I. THE SOUL PSYCHOLOGY OF HIS YOUTH IN "SALT WATER BALLADS"
One may search these "Salt Water Ballads" through from the opening line of "Consecration" to "The Song At Parting" and find no faint suggestion of that deep religious glory of "The Everlasting Mercy." This book was written, even as Masefield says, "in my boyhood; all of it in my youth." He has not caught the deeper meaning of life yet—the spiritual meaning—although he has caught the social meaning, just as Markham has caught it.
1. Social Consciousness
Even in "Consecration" we hear the challenging ring of a young voice who has wandered over the face of the earth and has taken his place with the "Outcast," has cast his lot with the sailor, the stoker, the tramp.
"Not the ruler for me, but the ranker, the tramp of the road,
The slave with the sack on his shoulders pricked on with the goad,
The man with too weighty a burden, too weary a load.
"Others may sing of the wine and the wealth, and the mirth,
The portly presence of potentates goodly in girth;
Mine be the dirt and the dross, the dust, and the scum of the earth!
* * * * *
"Mine be a handful of ashes, a mouthful of mould.
Of the maimed, of the halt and the blind in the rain and the cold—
Of these shall my songs be fashioned, my tales be told. Amen."

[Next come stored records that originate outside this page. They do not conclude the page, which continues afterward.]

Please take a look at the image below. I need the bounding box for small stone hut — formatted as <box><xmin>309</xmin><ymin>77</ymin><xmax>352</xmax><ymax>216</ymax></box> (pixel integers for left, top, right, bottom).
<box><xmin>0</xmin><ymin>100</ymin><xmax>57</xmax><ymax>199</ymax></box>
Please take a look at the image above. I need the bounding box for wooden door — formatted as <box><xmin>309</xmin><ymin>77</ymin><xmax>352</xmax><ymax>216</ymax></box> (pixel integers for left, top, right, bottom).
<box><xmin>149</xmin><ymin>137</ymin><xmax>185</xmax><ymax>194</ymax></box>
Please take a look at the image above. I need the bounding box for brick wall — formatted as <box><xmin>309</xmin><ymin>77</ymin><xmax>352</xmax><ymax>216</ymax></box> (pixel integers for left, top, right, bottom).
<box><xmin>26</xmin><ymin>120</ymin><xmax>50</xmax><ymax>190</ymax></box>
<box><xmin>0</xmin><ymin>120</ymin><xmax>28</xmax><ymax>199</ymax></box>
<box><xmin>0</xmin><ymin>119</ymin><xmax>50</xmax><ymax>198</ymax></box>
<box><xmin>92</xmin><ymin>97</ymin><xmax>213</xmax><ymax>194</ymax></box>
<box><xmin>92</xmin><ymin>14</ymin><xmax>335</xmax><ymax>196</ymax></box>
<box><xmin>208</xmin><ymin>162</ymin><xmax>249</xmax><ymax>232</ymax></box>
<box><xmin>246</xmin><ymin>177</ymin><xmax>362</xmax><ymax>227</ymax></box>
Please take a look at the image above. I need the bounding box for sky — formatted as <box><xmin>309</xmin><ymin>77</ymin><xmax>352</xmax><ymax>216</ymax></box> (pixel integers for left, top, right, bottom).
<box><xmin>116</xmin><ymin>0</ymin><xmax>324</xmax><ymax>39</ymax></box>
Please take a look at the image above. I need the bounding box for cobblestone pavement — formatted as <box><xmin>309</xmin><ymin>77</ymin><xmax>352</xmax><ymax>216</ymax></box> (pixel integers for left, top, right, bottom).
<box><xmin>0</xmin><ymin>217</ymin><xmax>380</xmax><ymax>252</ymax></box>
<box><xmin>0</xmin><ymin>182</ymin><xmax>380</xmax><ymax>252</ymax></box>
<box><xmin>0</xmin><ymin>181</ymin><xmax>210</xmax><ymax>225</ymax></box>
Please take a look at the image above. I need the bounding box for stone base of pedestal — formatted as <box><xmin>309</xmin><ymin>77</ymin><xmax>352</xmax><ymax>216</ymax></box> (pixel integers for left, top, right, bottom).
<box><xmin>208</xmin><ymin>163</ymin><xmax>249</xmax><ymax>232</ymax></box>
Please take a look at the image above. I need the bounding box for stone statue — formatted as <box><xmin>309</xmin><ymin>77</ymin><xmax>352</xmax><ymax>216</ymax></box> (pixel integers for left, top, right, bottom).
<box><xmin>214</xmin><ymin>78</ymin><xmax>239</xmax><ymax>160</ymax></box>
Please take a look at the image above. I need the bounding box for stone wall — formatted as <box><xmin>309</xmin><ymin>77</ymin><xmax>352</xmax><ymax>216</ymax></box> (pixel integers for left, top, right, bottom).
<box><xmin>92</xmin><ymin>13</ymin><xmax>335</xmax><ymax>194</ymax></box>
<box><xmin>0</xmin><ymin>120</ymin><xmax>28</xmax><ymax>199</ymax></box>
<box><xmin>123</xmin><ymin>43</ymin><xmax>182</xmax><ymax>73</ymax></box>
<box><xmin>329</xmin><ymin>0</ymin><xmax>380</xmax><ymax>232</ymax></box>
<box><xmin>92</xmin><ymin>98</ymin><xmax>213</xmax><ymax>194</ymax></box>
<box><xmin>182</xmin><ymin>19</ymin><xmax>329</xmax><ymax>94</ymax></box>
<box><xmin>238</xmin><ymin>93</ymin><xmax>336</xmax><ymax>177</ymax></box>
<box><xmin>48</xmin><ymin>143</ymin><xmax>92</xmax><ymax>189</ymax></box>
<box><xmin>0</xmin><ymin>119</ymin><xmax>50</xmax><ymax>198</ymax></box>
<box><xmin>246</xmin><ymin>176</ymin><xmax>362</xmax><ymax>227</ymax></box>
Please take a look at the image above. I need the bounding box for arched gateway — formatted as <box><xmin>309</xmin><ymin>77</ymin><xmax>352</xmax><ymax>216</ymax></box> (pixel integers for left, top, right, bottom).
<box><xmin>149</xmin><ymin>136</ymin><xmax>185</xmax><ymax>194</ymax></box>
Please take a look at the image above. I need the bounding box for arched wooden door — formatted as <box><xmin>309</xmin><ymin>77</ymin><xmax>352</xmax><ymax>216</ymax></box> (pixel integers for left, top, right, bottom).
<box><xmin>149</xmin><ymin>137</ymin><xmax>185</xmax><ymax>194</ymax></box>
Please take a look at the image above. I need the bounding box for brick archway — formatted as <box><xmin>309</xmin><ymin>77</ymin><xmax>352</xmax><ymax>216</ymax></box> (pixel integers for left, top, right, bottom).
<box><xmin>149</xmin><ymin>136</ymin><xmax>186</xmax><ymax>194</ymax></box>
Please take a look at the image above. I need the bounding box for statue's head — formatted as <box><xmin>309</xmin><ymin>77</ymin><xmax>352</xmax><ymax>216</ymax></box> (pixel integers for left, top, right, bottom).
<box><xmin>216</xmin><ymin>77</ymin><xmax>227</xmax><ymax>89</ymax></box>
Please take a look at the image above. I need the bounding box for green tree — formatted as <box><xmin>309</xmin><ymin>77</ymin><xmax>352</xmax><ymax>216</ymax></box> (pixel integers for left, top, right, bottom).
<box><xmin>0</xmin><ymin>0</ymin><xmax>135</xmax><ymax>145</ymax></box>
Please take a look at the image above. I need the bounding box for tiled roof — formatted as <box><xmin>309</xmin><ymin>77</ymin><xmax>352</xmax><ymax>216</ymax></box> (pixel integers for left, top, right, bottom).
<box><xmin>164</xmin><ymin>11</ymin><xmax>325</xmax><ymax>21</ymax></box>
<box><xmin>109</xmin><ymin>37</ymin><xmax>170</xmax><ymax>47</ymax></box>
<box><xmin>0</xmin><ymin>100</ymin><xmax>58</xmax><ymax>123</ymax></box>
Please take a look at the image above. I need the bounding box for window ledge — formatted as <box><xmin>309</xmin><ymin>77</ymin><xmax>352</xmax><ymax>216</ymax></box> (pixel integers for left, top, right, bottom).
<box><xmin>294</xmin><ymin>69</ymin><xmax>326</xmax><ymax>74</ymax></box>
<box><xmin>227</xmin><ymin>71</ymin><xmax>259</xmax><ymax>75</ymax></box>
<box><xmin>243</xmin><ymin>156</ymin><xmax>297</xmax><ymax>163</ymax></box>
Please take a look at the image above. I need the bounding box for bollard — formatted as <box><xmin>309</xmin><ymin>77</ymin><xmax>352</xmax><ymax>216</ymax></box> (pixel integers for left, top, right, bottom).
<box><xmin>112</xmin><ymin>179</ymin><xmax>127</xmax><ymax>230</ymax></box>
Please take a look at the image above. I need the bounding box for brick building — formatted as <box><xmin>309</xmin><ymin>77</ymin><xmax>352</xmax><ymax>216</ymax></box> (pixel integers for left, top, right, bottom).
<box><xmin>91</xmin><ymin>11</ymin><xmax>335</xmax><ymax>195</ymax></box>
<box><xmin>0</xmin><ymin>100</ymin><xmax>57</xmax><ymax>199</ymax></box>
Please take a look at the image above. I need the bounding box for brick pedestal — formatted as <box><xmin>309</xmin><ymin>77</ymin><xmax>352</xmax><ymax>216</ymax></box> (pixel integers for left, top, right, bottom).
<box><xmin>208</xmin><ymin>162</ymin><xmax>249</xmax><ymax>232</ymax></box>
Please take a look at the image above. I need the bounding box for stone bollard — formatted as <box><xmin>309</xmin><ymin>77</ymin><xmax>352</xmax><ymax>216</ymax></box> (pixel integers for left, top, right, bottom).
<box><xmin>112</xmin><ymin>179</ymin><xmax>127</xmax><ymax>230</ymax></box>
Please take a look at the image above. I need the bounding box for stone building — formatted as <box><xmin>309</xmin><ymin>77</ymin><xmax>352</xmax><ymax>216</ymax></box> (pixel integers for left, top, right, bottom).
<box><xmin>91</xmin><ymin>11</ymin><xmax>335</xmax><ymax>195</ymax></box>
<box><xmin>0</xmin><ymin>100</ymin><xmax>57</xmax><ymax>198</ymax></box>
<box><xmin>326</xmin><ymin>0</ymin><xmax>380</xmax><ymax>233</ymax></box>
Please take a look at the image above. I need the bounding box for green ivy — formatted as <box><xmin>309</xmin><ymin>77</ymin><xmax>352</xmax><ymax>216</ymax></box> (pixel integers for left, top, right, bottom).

Salt Water Poems and Ballads.
And it is a most fascinating story to see him climb from his boyhood, purely social, sympathetic interest in the outcast to that higher, that highest social consciousness, vitalized with religion. Here, seems it to me, that those who possess true social consciousness must come at last if they do their most effective work for the social regeneration of the world. Many have tremendous social consciousness, but no Christ. Christ himself is the very pulse beat of the social regeneration. Without him it must fail.
One feels, even here in his youth poems, however, a promise of that deeper Masefield that later finds his soul in "The Everlasting Mercy."